Until now, you drive your agent from a terminal, sitting in front of the machine (or over SSH). But once you have an always-on mini-PC, another idea becomes possible: what if you could send it a message from your phone, out in the street, and it got to work? That’s exactly what a family of self-hosted agent tools makes possible. The two most interesting to know: OpenClaw and Hermes.
The common idea: a bridge between a chat and an agent
OpenClaw and Hermes start from the same principle. You install a gateway (a small service) on the mini-PC. This gateway links a chat channel : typically Telegram : to an agent running on the machine, backed by your local models via Ollama and/or Claude in the cloud.
The result: you write to a bot the way you’d write to a colleague. “Summarize the latest news for me”, “kick off the deployment”, “find where authentication is handled in my repo”. The message arrives on the mini-PC, the agent acts (it has tools, remember the agent loop), and replies. Your workshop in your pocket, with nothing unplugged.
OpenClaw
OpenClaw is an open-source agent gateway you host yourself. It connects a chat channel to a local agent, rich in native commands, and extensible via plugins: you can teach it to administer your machine, orchestrate several models, trigger your own scripts. It’s the ideal tool to build yourself a tailor-made personal assistant.
Hermes
Hermes (from the Nous Research lab) pursues the same idea with its own approach: a command-line / TUI agent interface, paired with a gateway that gives you remote access to your coding agent (driving Claude Code from Telegram, for example) and a small web dashboard. It too relies on local models via Ollama, and overlaps largely with OpenClaw, to the point where you can migrate from one to the other. If what you mainly want is to reach your dev agent from the outside, it’s a very direct entry point.
Why the mini-PC is what makes this great
These tools shine precisely because the machine is dedicated and always on:
- Always reachable. Your assistant never sleeps: the mini-PC stays awake while your laptop is closed.
- Private and frugal.

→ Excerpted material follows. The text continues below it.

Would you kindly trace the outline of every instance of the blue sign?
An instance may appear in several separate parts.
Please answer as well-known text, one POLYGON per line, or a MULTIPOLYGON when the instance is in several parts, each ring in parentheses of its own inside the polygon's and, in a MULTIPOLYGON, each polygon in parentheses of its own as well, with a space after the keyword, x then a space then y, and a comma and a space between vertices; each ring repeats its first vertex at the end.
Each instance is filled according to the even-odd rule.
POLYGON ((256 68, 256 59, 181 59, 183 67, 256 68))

Backed by a local model, it can run dozens of times a day with no marginal cost and no data leaving, exactly the hybrid logic: local for volume, Claude for the tough spots.
- Accessible from anywhere. Via your Tailscale private network and a channel like Telegram, you drive it from the other side of the world, securely.
Getting started, carefully
Install one gateway, just one to begin with
Choose OpenClaw or Hermes (they overlap, no need for both at the start). Follow the project’s official docs to install it on the mini-PC, and Vincent’s write-up for OpenClaw.
Connect your chat channel
Create a Telegram bot and connect it to the gateway. That’s what gives you the remote control from your phone.
Point it at your models
Configure the agent to use your local Ollama model for the everyday, and Claude for the hard tasks.
Lock down access, non-negotiable
Set up an allowlist: only you (your Telegram account) can talk to the bot. Without it, anyone who finds the bot could command your machine.
Run it as a service
Install the gateway as a systemd service so it restarts on its own (same logic as for the site or your scheduled agents).